Can anyone recomend which leisure batteries we should replace our 3 year old nemax with please. We have thought about banner becsuse they have a good warrenty.we charge with 2 x 85 solar panels when we dont have hook up. We had one battery fail the other is ok. We know we have to replace the 2 batteries with the same size and batch. Thanks


----------



## VanFlair (Nov 21, 2009)

Hi

Banner do seem quite highly rated, I think the general opinion is go for something that is quite heavy relative to the ah rating.

Martin


----------



## 747 (Oct 2, 2009)

I have 2 x 110 Numax that are 4 years old and still as good as new. I believe that this is down to looking after them and having solar to prevent deep discharges.

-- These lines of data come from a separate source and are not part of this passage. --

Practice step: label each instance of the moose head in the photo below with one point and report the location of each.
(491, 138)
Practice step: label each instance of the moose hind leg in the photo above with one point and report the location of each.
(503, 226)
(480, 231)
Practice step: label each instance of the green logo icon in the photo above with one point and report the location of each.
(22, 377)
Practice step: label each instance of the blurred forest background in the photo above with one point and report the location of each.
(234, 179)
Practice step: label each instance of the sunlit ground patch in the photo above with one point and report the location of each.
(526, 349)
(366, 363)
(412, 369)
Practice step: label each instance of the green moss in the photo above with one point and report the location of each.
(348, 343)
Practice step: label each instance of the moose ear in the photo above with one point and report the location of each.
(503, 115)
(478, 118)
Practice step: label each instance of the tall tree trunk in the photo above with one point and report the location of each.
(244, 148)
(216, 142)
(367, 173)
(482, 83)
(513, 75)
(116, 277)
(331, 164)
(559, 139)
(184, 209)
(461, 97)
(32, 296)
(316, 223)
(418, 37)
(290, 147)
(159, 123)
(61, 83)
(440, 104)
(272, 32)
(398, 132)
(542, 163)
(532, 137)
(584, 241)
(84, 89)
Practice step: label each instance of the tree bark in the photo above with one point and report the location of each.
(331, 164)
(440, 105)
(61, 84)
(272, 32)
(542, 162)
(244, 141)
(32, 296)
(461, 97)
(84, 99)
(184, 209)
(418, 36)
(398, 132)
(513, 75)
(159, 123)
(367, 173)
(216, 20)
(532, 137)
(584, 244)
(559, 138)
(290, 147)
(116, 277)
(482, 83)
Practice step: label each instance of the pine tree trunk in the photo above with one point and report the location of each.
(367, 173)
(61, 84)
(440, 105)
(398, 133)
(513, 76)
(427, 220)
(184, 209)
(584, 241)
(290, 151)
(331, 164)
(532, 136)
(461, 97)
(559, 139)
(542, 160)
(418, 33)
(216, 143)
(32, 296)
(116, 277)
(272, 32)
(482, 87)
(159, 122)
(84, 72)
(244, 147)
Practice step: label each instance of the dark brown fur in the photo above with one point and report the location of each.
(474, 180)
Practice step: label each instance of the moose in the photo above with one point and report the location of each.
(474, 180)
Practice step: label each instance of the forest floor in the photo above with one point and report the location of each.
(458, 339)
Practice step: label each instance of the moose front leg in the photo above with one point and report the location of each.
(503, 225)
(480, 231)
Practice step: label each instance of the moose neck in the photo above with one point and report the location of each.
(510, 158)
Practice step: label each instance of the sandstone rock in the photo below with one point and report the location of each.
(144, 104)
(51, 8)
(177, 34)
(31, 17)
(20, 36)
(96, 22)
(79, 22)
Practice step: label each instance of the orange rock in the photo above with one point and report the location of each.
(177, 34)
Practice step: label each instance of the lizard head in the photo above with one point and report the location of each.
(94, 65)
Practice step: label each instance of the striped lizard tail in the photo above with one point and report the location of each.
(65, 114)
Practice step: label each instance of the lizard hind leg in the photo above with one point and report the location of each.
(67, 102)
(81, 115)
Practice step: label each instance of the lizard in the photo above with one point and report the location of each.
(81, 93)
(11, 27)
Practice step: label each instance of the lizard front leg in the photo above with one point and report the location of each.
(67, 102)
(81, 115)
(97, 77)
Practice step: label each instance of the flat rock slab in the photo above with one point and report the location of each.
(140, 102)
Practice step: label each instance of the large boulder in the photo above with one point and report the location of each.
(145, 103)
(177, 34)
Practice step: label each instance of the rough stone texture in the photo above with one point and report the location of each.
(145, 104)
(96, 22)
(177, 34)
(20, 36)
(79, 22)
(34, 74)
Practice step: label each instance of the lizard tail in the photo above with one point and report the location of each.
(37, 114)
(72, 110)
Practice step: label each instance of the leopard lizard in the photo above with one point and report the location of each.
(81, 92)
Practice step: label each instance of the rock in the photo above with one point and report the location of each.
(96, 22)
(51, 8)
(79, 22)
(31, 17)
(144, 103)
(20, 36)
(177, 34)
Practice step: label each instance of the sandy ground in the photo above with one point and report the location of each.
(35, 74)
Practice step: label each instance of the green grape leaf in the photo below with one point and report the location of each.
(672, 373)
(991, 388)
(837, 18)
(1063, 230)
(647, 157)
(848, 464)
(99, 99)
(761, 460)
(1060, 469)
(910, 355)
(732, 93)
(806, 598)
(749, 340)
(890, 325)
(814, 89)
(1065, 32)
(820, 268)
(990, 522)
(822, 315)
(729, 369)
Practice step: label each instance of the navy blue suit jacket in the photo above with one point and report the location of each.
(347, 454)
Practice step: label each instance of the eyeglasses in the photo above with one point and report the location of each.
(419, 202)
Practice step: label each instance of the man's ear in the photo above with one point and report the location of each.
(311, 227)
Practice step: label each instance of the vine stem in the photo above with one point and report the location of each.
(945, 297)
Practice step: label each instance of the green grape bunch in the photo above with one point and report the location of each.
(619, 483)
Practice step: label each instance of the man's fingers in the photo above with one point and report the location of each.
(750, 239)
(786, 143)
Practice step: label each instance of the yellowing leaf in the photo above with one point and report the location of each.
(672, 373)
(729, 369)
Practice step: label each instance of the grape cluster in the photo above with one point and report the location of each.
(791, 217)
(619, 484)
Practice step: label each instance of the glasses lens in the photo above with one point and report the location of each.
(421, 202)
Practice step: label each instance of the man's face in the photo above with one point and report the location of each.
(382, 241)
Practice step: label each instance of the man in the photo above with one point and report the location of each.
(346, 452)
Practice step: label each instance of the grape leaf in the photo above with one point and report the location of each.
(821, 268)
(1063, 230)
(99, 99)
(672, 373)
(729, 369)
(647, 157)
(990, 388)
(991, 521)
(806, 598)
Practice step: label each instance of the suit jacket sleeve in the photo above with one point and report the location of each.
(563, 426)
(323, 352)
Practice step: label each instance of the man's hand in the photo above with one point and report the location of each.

I will buy the same brand again when these do need changing, unless there are any special offers going. Banner are allegedly an excellent choice but it's all down to price.


----------



## carol (May 9, 2005)

We had banner lead acid batteries initially put in by Rapido, but due to the way they built them into the side single seat it was impossible to check the two rear ones in each battery and they did fail after four years, they were 90amp. We replaced them with 2 x 110 amp Elecsols that wouldn't need topping up. 

We wouldn't buy then again, but I th k it was the fitting that was at fault there

Carol


----------